Certains responsables politiques commencent à prendre conscience de l’enjeu. En 2007, le ministère de la Recherche créait par décret la fondation FondaMental (1), fondation de coopération scientifique dédiée à l’innovation et à la recherche sur les maladies mentales dont l’ambition affichée est de «faire des maladies psychiatriques des maladies comme les autres». D’abord en décloisonnant les disciplines trop souvent tenues à l’écart de la psychiatrie.

En septembre 2013, Marisol Touraine affichait résolument son intention de faire de la santé mentale l’une des cinq priorités de santé publique lors de la présentation de la stratégie nationale de santé.

Enfin, la stratégie nationale de recherche qui sera présentée au premier ministre le 23 octobre devrait faire la part belle au modèle de la recherche translationnelle, initié par FondaMental. «Notre rôle est d’allier toutes les intelligences pour améliorer la compréhension, le soin et la prévention et redonner espoir aux patients et à leurs proches», explique sur son site la Fondation.

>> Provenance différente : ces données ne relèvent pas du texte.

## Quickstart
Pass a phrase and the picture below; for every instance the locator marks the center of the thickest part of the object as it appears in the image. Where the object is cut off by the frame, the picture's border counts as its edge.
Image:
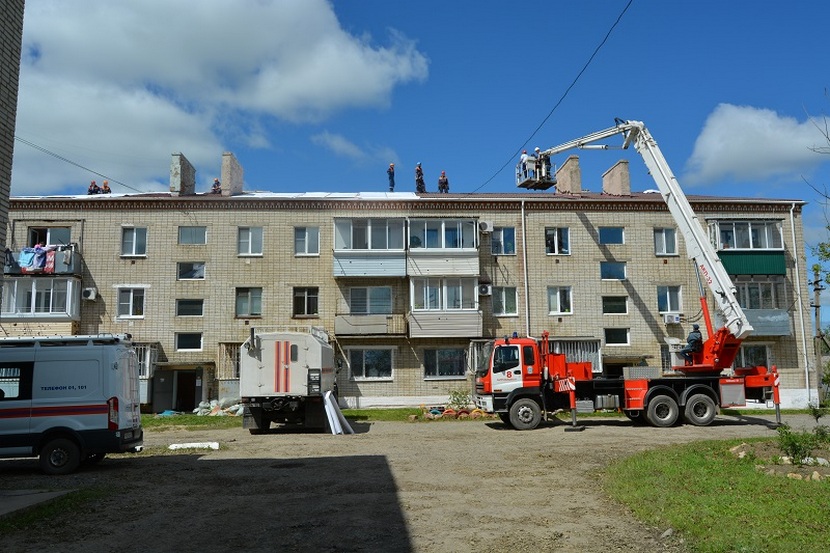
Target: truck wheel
(662, 411)
(700, 410)
(60, 456)
(525, 414)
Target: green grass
(720, 503)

Le projet européen Roamer, financé par le 7e programme-cadre de la Commission européenne, a publié le 23 septembre dernier  (2) (The Lancet Psychiatry) les résultats d’un long travail, débuté en 2011, pour définir les priorités de la recherche en santé mentale pour les cinq à dix ans à venir. L’accent y est mis sur la prévention, notamment via des interventions auprès des enfants, adolescents et jeunes adultes. La moitié des troubles mentaux commencent avant l’âge de 14 ans, selon l’OMS, or la prise en charge précoce réduit la souffrance et améliore le devenir des malades.

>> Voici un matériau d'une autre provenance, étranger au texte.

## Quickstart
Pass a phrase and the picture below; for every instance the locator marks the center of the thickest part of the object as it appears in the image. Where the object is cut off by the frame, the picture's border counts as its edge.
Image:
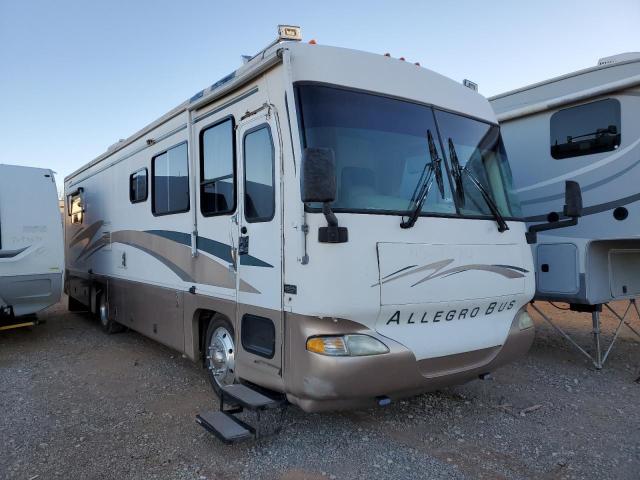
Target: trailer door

Roamer prône également l’ouverture aux outils technologiques (e-health traitements), la menée d’actions pour réduire la stigmatisation dont souffrent les malades et une recherche plus soutenue sur les mécanismes des troubles mentaux tout au long de la vie.

«La recherche en santé mentale est assoupie en France, déplore pourtant Patrice Boyer, professeur de neurosciences et de psychiatrie à l’université Paris-Diderot. La France contribue au budget européen mais récupère très peu de fonds ensuite.» Le Pr Karine Chevreul (URC-Éco et équipe ECEVE) a cependant pu calculer que les publications scientifiques des chercheurs français avaient augmenté de 70 % entre 2009 et 2011.

Le Pr Marion Leboyer, qui dirige la Fondation FondaMental, plaide pour la création d’un institut national de recherche en psychiatrie. Mais pour que celui-ci marche dans les traces de l’Institut national du cancer, belle réussite, encore faudrait-il que notre pays investisse réellement dans la recherche en santé mentale. Il n’y consacre aujourd’hui que 26 millions d’euros par an!